多感な十代のわたしは学校をサボってそのも寂れた公園に来ていた。理由は特にない。特にいじめや問題は特にないけど、なんでか漠然と常に死にたいと思ってるし、学校をサボることもよくある。というかサボった日が今日で投稿した日を超えた。
でもそれでもいい。何故なら多感な十代だから。生まれてからずっと不景気だし、これから先なんて大体想像がつくし、つまらないから。そして、そういった世を憂う振る舞いも絵になると知っているから。だから今日変わらない世界を、変わらないわたしにとっての世界、わたしたちの公園で世を憂うのだ。
公園にいるのはくたびれたホームレスのおじさんと、今にも死にそうな飢えて死にそうな薄汚れた犬と、わたし。この公園に来てるおじさんと犬を勝手にソウルメイトだと思ってる。別に友達が他にいないからとかではなくて。
お互い不干渉を貫きながらも、各々思い思いの表情を浮かべ、黄昏るのがいつものルーティン。
その筈だったんだけど、その日はいつもと様子が違った。
くたびれたホームレスのおじさんが何だか珍妙な、タキシードみたいな服を着てがらがらと荷車型の屋台を引いている。わたしは興味をひかれて、声をかけた。
「こんにちは。どうしたんですか、それ」
おじさんは声をかけられたことに少し面食らった様子だったけど、すぐににこりと笑った。いつもの黄昏た表情はどうしたんだ。仲間だと思ってたのに。
「やぁいつものおじょうちゃん、商売を始めたんだよ」
おじさんは誇らしそうに荷車を叩いた。ポコンと小気味のいい音がしてキラキラとしたシャボン玉みたいなものがふわりと浮かぶ。

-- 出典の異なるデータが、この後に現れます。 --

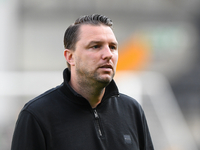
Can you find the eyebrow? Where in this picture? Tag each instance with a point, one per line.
(100, 42)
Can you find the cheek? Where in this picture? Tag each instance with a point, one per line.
(115, 58)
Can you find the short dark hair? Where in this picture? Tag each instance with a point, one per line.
(71, 34)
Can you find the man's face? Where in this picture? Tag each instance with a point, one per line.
(96, 54)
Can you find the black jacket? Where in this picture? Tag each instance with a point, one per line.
(61, 119)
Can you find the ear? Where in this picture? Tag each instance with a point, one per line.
(69, 56)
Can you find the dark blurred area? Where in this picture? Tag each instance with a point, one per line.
(161, 37)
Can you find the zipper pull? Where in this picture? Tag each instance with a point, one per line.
(96, 114)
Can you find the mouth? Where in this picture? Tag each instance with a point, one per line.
(106, 66)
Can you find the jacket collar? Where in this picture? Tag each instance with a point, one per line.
(111, 90)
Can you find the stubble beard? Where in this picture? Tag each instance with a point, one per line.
(89, 78)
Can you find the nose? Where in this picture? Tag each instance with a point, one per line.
(107, 53)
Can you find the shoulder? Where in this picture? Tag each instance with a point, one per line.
(130, 103)
(128, 100)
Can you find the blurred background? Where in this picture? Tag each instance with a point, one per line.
(159, 60)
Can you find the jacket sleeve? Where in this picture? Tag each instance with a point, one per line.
(147, 141)
(28, 134)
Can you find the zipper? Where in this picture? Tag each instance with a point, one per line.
(97, 123)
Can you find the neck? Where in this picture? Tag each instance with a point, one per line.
(92, 92)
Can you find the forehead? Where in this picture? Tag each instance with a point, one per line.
(96, 32)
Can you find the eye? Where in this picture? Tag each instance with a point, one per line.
(95, 46)
(113, 47)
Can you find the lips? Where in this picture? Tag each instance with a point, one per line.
(106, 66)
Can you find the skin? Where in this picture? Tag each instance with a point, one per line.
(93, 63)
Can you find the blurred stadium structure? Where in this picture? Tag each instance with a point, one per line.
(159, 62)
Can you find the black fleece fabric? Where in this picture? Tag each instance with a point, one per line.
(61, 119)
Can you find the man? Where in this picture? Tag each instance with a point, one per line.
(86, 112)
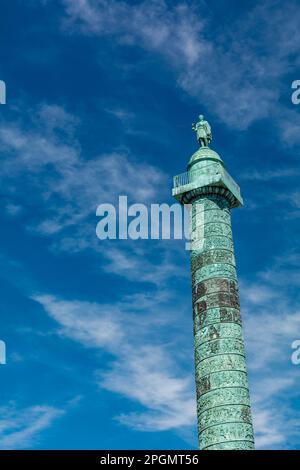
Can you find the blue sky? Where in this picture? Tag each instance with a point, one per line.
(100, 100)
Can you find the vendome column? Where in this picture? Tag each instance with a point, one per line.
(223, 404)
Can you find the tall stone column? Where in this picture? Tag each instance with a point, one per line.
(223, 404)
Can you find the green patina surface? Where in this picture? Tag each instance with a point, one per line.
(223, 403)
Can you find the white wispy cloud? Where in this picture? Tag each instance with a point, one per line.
(65, 199)
(22, 427)
(144, 368)
(272, 322)
(238, 74)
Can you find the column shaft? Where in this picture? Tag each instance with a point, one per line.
(223, 404)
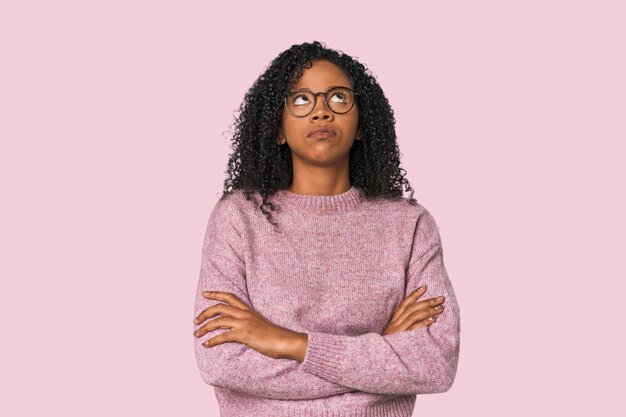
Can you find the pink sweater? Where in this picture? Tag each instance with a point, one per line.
(338, 271)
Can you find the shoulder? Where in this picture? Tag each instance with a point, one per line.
(415, 213)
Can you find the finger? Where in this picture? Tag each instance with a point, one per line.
(421, 314)
(219, 308)
(230, 298)
(428, 303)
(408, 301)
(420, 305)
(423, 323)
(230, 336)
(224, 322)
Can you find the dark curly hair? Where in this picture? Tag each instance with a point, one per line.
(259, 164)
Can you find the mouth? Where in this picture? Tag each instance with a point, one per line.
(322, 132)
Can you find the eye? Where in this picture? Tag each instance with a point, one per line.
(341, 96)
(299, 99)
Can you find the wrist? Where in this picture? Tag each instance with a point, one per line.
(296, 346)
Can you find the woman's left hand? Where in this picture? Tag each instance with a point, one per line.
(248, 327)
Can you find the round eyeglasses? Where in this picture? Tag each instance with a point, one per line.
(301, 102)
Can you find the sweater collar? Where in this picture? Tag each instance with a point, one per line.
(323, 204)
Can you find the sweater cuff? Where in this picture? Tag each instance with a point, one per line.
(324, 355)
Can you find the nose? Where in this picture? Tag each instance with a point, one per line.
(320, 108)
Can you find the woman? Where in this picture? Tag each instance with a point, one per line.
(311, 307)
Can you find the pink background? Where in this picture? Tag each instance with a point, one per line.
(114, 119)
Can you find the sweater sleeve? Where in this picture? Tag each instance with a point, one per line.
(418, 361)
(234, 365)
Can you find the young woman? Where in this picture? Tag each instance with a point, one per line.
(311, 308)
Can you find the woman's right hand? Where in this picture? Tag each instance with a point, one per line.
(411, 315)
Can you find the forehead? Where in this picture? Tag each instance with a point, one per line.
(321, 76)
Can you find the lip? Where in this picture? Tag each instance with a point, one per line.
(328, 129)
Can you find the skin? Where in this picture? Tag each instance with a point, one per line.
(320, 167)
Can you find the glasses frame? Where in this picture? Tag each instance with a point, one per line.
(325, 94)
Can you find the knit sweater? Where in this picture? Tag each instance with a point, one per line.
(337, 269)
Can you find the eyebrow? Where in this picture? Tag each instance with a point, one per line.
(327, 88)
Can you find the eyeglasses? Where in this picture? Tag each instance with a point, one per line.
(301, 102)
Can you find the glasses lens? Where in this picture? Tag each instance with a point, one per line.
(340, 100)
(300, 103)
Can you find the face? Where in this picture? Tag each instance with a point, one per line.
(295, 131)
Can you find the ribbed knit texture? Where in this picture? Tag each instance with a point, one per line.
(338, 270)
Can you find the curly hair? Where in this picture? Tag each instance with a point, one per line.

少し不思議な光景に驚き、口をぽけーと眺めていたらおじさんは笑いながら言った。
「おじょうちゃん、良かったら時間、買ってかない?」
パパ活の隠語か?ポケットの中の携帯に手をかけたところで犬がはぁ?なんやねんそれと鳴いた。
喋れるんだ。
「言葉の通りさ!このシャボン玉に触れるとじぶんの未来を体験出来るんだよ」
喋るの受け入れるんだ。もしかして私だけ知らなかったたかんじなのかな。
そして何だそのファンシーな設定。そんな怪しい話誰か信じるんだよと心の中で激しく突っ込む。
「へー。おもろいやん、やらせて」
「いいよ」
信じるんだ。
犬はシャボン玉に触れると「マジやん」と言った。なにが?
そして犬はこちらをちらりと見やり、満足した様子で公園を出て行った。その足取りは今まで見た中で一番しっかりしていて、とてもひょろひょろとした犬には見えなかった。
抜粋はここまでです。